Les professeurs pourraient-ils cesser d’avoir deux fonctions antinomiques : faire apprendre avec bienveillance et ensuite sélectionner ? Caresser puis gifler ?
Comment en sortir ? Soit en refusant les examens notés pour préférer l’usage du portfolio et d’autres formes d’évaluation douce, dont le chef-d’œuvre pédagogique. Soit en pratiquant en classe l’autosocioévaluation accompagnée de notes exigées par la direction.
Voici comment cela peut se passer pour les professeurs qui veulent faire apprendre en s’éloignant de l’instrument à exclure.
Cours de mathématique ou de langue ou de sciences ou de musique : le prof respecte le programme et l’obligation éventuelle qui lui est faite de mettre des notes, mais les élèves sont prévenus qu’ils doivent étudier pour répondre à deux, livre fermé, et ceci à deux reprises aux questions toutes difficiles du professeur qui constitue les duos.
Dans un pre-mier temps, c’est la phase auto où A et B répondent isolément au contrôle. Ensuite, ils fondent leurs trouvailles, le mieux possible, dans une réponse concertée.
Puis, dans un troisième moment, A rencontre C, tandis que B fait équipe avec E ou F ou G… qui viennent déjà de répondre de leur côté. Ce second et nouveau duo, reprend les questions de l’examen et y répond le plus adéquatement possible, sans consulter les sources.
Par la suite, on forme de façon aléatoire des quatuors qui réalisent chacun une grande affiche avec leurs réponses. Pour l’évaluation chiffrée, qui incombe désormais aux élèves et plus au professeur, les affiches passent d’un quatuor à l’autre ; on y souligne en rouge tout ce qui parait exact et on ajoute en vert d’éventuelles corrections ou ajouts.
Enfin, chaque quatuor retrouve son affiche à laquelle il attribue lui-même une note qui figurera sur le bulletin de chaque équipier.
Toutefois, si l’on veut que l’apprentissage prime complètement sur le contrôle des connaissances, on peut envisager que les étudiants confrontés à des questions qui les submergent, qui les bloquent et ainsi les découragent fassent appel aux lumières du professeur ou recourent à des sources livresques. C’est à chacun de moduler les formes de l’autosocioévaluation selon des opportunités particulières.
Le prof découvre ainsi des élèves sereins, sérieux, appliqués, coopérants, créatifs, calmes, tenaces, sans stress, sans peur, bref studieux… comme il ne les avait parfois jamais vus !
On casse la machine à exclure remplacée par une procédure pour apprendre non seulement la matière, mais aussi la citoyenneté. Adieu le burnout des enseignants en phase avec leur idéal.
On gagne ce temps où les étudiants n’apprennent rien en répondant seuls, vaille que vaille, à des questions arbitraires, puis où ils sont en roue libre lorsque les profs corrigent les épreuves, lors des insupportables jours blancs propices au vagabondage.
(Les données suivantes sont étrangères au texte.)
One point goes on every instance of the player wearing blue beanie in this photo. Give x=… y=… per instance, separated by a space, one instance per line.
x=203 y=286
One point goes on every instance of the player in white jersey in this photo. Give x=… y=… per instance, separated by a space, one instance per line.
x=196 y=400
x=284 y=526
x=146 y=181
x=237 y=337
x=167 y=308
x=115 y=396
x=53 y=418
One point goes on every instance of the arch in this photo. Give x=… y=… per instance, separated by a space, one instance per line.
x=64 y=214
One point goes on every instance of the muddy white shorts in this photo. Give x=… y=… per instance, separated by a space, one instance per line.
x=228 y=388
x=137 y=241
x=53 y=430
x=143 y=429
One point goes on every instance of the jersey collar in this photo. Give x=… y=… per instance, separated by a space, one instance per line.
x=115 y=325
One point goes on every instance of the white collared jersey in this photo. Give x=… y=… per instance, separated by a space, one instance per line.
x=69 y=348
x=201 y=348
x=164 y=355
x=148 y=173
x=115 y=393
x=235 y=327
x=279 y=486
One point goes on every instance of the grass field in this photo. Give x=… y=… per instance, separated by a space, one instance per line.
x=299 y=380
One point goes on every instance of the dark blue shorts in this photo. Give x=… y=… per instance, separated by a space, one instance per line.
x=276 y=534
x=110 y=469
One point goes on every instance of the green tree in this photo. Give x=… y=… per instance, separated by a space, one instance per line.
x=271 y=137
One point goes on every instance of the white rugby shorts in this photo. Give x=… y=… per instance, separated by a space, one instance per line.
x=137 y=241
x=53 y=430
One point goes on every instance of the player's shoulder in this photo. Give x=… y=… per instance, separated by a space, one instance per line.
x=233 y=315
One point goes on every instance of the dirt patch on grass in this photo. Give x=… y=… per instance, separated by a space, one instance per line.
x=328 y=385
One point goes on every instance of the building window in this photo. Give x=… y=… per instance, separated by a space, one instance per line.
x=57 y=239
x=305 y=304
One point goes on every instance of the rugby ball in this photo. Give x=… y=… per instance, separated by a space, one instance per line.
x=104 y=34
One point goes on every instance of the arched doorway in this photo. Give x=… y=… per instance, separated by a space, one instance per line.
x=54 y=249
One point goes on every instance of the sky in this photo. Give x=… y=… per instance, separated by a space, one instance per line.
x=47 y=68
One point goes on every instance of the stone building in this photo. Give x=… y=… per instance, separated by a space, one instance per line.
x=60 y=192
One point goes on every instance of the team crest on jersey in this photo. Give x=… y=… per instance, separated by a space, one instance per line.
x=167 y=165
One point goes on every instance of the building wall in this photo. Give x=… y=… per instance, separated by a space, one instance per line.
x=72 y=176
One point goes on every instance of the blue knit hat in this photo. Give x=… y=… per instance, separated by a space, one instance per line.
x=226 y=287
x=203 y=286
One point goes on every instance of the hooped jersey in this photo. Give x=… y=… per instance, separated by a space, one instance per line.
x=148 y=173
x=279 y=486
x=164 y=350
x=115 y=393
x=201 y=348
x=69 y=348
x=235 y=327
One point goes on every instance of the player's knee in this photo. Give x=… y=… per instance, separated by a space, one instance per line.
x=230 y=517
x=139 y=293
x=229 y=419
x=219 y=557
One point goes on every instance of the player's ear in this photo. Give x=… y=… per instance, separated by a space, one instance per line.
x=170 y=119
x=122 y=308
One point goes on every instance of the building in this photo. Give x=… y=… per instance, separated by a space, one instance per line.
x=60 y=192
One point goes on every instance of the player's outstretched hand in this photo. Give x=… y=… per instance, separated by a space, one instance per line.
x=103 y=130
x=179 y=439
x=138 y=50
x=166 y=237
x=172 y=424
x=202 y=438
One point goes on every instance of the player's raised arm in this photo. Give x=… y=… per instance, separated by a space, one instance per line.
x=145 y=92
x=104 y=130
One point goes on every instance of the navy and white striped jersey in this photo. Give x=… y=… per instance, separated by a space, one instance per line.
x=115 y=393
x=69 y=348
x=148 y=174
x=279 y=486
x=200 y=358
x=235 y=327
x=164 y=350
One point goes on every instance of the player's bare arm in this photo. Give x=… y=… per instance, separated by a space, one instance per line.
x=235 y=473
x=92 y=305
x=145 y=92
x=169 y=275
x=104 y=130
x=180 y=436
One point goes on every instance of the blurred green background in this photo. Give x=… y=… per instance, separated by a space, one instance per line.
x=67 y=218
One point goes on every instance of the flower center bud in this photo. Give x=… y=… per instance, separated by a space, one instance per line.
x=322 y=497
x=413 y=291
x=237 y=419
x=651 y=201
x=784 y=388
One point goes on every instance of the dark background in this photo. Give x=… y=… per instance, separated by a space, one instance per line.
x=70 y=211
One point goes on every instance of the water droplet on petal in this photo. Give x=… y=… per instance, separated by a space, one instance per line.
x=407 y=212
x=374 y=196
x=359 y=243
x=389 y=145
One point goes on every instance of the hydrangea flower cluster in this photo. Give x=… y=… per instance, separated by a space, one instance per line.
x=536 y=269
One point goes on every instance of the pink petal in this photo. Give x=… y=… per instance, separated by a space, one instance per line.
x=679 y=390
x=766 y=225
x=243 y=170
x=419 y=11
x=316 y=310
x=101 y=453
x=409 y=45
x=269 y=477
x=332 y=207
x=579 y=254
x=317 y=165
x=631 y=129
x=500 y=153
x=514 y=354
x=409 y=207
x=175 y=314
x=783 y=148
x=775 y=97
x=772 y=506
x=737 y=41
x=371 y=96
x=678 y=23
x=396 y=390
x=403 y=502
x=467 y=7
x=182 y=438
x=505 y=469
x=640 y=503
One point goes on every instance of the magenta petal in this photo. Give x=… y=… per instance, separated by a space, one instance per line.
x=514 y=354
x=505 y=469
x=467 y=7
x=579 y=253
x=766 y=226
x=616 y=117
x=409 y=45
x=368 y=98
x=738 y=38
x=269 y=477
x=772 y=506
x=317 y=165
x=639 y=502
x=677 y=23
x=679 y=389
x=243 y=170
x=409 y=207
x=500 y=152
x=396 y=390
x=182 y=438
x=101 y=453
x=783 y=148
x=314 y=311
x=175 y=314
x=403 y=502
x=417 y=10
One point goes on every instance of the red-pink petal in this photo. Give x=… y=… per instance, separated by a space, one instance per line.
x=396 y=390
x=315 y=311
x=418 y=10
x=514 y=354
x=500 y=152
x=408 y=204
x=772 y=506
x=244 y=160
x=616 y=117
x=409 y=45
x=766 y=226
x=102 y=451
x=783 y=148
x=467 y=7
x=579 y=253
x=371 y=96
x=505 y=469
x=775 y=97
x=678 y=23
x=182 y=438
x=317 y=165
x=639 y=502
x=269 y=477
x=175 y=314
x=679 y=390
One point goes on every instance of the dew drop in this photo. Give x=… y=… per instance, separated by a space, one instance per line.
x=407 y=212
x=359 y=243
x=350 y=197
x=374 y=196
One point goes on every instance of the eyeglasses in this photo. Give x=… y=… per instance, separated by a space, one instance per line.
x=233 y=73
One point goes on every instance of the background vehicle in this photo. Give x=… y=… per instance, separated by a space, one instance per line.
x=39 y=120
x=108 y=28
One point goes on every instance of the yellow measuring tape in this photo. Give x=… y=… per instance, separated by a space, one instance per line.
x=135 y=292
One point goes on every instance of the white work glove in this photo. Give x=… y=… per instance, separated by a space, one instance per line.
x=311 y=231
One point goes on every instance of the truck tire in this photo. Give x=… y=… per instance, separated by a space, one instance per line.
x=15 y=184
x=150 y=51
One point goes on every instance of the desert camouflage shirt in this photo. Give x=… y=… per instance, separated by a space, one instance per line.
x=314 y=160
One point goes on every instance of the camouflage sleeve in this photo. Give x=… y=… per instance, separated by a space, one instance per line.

On peut donc maintenir les examens notés, ce qui satisfait les traditionalistes, mais en les humanisant, en les transformant, ce qui libère les profs et prépare la jeunesse à affronter les périls qui pèsent sur la vie sur Terre grâce à la solidarité renforcée.
Je vous recommande de mettre en place, discrètement d’abord, l’autosocioévaluation avec vos élèves, de les faire filmer par un tiers — avec leur accord évidemment — de leur demander ce qu’ils pensent et d’enregistrer leurs réactions, de produire de l’écrit/témoignage.
En outre, il est bon de faire équipe avec un ou plusieurs collègues prêts à tenter l’aventure afin qu’ensemble, en une escouade de profs et d’élèves, vous rencontriez la direction de votre établissement. La diplomatie est d’autant plus de mise que les réticences de la direction sont fortes. Il s’agit surtout de motiver cette nouvelle attitude, en affichant des valeurs imposées par le décret Missions du 24 juin 1997.
J’ai emprunté le concept d’autosocioévaluation à Philippe Eenens, astrophysicien belge, professeur à l’université au Mexique qui a renoncé à noter ses étudiants sur leurs réponses individuelles aux questions d’examens (voir sa narration sur : « Évaluation émancipatrice à l’université » dans www.panote.org, rubrique « Témoignages » dans « Voix pour l’abolition ».) J’ai simplement aménagé son dispositif et ajouté des étapes dans la procédure en introduisant une notion nouvelle l’autonotation collective. Il est clair que chacun apporte ses variations préférées…
Merci à lui d’avoir ouvert cette voie lumineuse, d’avoir permis la une sortie triomphante d’un pénible paradoxe.